• NHS England accepts growing demand will make it harder to meet 18 week RTT targets
  • Simon Stevens says the goal is still to hit the 92pc target but the NHS must be realistic
  • NHS England accused of “jettisoning” elective surgery waiting times targets

NHS England has acknowledged that the service is unlikely to hit the 18 week elective waiting time target in the next two years.

In the Next Steps on the NHS Five Year Forward View, NHS England said the demand for elective treatments is likely to grow faster than the NHS’s capacity to meet the target, and suggests this may cause average waits for routine surgery to increase.

Clare Marx

Clare Marx

Clare Marx said the target has been “jettisoned in all but name”

The admission prompted the Royal College of Surgeons to claim the target has been “jettisoned in all but name”.

NHS England chief executive Simon Stevens told HSJ that while the 92 per cent target remains the “constitutional goal” the NHS had to be realistic in what it can achieve.

He added that the NHS mandate said the target of 92 per cent of patients waiting no longer than 18 weeks remained a “constitutional goal and a 2020 objective”, but the delivery plan laid out “what we think the actuality is going to be” in 2017-18.

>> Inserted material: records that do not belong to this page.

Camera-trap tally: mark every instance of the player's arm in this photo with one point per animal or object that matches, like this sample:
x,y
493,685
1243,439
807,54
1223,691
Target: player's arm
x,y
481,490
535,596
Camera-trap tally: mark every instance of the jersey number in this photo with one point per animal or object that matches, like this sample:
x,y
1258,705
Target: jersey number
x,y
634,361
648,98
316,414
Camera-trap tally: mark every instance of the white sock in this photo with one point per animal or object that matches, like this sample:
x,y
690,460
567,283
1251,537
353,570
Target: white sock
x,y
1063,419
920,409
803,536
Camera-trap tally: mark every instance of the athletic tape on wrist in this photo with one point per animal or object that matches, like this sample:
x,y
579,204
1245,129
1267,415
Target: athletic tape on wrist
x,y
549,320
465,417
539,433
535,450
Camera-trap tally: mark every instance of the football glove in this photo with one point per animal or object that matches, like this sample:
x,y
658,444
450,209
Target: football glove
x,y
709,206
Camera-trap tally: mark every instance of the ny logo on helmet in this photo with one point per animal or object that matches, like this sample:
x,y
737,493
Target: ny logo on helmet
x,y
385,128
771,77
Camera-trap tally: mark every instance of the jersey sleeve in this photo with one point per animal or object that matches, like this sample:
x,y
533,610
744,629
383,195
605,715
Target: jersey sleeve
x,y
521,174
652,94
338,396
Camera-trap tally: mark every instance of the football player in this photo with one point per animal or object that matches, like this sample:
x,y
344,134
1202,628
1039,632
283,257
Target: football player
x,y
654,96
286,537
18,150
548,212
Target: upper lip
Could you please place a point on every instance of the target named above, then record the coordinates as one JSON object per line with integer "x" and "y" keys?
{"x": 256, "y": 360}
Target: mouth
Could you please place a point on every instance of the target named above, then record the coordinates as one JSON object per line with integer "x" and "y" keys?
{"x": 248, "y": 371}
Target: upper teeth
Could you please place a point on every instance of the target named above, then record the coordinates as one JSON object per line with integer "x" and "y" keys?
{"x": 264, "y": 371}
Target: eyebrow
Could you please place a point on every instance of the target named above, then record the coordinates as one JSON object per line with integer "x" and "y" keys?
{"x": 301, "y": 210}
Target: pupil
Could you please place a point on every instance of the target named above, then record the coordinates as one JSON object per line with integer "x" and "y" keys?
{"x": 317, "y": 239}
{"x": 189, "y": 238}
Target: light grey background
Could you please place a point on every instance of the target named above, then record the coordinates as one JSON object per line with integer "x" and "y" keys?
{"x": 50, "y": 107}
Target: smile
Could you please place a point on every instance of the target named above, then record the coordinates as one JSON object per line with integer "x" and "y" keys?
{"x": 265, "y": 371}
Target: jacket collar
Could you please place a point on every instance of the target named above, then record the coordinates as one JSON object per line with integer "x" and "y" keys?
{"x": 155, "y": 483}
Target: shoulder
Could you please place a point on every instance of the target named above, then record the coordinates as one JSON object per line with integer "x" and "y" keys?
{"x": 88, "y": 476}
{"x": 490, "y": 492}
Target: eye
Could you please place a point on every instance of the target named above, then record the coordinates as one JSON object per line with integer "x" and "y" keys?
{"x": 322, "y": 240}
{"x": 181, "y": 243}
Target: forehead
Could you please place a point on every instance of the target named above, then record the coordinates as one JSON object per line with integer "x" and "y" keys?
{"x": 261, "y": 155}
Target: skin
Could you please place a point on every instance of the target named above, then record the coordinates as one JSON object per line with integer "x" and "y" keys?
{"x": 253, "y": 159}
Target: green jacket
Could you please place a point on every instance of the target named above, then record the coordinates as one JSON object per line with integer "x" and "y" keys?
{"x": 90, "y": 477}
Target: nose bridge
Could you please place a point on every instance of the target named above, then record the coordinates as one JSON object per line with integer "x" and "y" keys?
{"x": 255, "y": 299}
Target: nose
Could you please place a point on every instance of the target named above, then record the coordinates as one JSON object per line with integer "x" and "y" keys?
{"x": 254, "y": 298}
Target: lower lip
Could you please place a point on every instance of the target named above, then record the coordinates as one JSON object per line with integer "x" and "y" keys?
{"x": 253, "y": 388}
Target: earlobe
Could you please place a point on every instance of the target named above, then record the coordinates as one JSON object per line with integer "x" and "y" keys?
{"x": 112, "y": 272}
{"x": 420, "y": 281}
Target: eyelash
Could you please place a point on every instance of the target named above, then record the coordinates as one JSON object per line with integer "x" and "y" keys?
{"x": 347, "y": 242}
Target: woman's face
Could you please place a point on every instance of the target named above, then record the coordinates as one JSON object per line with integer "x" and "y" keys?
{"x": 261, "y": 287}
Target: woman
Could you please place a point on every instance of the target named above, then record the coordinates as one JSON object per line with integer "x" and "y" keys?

The document, published today, said: “Given multiple calls on the constrained NHS funding growth over the next couple of years, elective volumes are likely to expand at a slower rate than implied by a 92 per cent RTT incomplete pathway target.

“While the median wait for routine care may move marginally, this still represents strong performance compared both to the NHS’s history and comparable other countries.”

Mr Stevens said the £2bn pledged by chancellor Philip Hammond for social care to free up 2,000-3,000 hospital beds will release a large quantity of elective operating capacity.

But he said the NHS had to be realistic about what these gains will be. You can second guess what the net effect of that will be, but we are being realistic that it’s important but we are not asking the impossible,” he added.

The delivery plan named cancer as one of three national priorities, along with emergency care and expanding access to primary care. It pledged £130m for the biggest modernising of radiotherapy services in 15 years, with £94m for equipping hospitals with linear accelerators over the next 18 months.

NHS England will introduce the new rapid 28 day cancer diagnosis from April 2018, with extra funding for cancer alliances to be subject to performance incentives for the current 62 day waiting time standard.

The document also pledged to support sustainability and transformation partnerships that seek to split “hot” emergency and urgent care from “cold” planned surgery facilities to allow more efficient bed use.

Mr Stevens said this means STP regions that submit bids for the £325m capital funding announced in the budget for the hot/cold split were more likely to be successful.

He added: “Decisions to make on how we allocate capital and clear productivity gains are a strong reason for [giving money].”

But the plan has sparked concern from the RCS, which accused NHS England of “jettisoning” the 18 week RTT standard.

College president Clare Marx welcomed the plan to “protect planned surgery facilities from the impact of high numbers of emergency patients”.

But she added: “It will be difficult for the general public to understand how waving the white flag on the 18-week target is compatible with a vision of an improved health service.

“It is absolutely right to look at how beds in hospitals can be made available by supporting patients to receive care and support in the community.

“We also welcome NHS England’s plan to look at protecting planned surgery facilities from the impact of high numbers of emergency patients needing beds.

“However, we are concerned that the 18 week waiting times target for surgical treatment has now effectively been jettisoned in all but name having been dropped from the list of priorities for the next 12 months.”